Business

Eco store educates as well as sells

[attach]6628[/attach]When Kym Klopp opened Ecoexistence three and a half years ago, she had a hard time stocking the store with environmentally friendly products.

“I actually had to build out my cash desk because I couldn’t fill the store,” she says. “Now, it’s such an amazing improvement. The product selection has opened up dramatically.”

The eco-friendly lifestyle product store, which recently moved from Vaughan Road to St. Clair Avenue W. at Arlington Avenue, specializes in unique products and gifts for all ages.

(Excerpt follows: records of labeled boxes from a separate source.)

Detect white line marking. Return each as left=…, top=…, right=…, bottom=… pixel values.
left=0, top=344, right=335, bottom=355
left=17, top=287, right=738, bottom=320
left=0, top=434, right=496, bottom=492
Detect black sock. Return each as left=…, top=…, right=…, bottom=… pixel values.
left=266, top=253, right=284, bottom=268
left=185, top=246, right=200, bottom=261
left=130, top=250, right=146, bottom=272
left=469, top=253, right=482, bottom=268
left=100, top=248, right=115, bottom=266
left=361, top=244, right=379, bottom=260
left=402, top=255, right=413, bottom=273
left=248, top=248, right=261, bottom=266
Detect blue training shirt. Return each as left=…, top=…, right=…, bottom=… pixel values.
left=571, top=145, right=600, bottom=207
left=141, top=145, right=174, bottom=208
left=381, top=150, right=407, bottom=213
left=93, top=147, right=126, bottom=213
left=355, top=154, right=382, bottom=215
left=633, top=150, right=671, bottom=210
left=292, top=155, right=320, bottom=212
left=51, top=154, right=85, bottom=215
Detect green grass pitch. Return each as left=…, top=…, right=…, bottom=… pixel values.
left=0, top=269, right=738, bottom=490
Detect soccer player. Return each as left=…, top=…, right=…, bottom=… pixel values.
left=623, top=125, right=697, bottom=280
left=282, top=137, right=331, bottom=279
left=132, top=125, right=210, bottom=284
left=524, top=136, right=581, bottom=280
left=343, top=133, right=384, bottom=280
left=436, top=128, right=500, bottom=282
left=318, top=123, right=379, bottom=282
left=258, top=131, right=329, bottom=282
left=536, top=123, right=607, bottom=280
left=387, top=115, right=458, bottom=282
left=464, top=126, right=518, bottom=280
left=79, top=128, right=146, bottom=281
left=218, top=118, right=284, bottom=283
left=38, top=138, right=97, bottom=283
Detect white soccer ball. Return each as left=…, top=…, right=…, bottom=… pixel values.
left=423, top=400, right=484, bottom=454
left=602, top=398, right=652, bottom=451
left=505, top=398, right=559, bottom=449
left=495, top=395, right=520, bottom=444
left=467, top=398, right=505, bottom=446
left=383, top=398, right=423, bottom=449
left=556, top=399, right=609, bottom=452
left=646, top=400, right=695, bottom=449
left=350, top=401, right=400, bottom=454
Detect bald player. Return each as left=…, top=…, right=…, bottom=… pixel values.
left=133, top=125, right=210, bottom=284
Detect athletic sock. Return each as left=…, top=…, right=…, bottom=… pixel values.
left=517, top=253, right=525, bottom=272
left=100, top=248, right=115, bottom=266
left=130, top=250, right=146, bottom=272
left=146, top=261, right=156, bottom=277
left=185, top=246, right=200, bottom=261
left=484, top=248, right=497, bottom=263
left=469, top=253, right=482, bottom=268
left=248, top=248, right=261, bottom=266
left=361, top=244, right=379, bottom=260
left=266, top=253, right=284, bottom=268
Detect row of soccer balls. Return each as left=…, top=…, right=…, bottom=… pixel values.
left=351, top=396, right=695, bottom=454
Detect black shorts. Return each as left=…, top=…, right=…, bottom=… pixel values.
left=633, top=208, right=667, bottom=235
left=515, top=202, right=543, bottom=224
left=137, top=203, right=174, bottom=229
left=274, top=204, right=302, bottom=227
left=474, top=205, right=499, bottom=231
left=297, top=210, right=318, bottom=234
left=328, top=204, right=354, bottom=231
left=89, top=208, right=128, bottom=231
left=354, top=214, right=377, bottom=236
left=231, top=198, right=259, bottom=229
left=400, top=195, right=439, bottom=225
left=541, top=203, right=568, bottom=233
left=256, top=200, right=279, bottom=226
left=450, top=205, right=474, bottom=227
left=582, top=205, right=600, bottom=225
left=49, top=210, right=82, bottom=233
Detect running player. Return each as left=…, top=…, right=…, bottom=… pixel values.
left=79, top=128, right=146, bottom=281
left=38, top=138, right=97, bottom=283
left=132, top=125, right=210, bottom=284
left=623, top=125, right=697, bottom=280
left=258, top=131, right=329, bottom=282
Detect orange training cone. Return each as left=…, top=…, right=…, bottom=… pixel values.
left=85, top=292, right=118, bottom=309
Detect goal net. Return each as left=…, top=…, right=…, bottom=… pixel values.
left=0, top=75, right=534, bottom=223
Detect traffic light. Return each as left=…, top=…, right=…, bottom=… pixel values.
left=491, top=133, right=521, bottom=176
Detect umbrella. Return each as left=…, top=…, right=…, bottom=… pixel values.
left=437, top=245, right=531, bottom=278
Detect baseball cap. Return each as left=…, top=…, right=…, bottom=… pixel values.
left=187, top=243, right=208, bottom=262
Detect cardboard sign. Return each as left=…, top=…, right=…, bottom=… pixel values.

“I was a destination store, so conscious people found me no problem. But the general population, which I was hoping to educate, did not,” she says.

Now she has whole new audience — who have never considered what’s in their medicine cabinet, what’s on their skin or what they’re cooking with — coming in to the store.

In addition to educating customers and holding weekly seminars about topics like sustainability or electro magnetic frequencies, she helps customers who are being forced to make changes to their lives for health reasons.

“Sadly I get a lot of people who come in when they’re diagnosed with multiple chemical sensitivities,” she says. “I’m happy to be here for those people to help them make the change. I feel at least I’m helping out some people going through some really rough times.”

Although it’s easy for shoppers to feel overwhelmed when they start to think about how bad certain products are for themselves and the environment, she hopes customers think about their purchases and what’s in the products they use, whether it’s mascara or a cooking pot.

“I think about everything I purchased, where it was made, what was used to make it and where it will end up in the end because the planet can no longer be a garbage dump,” she says. “I always hope that people pause for thought.”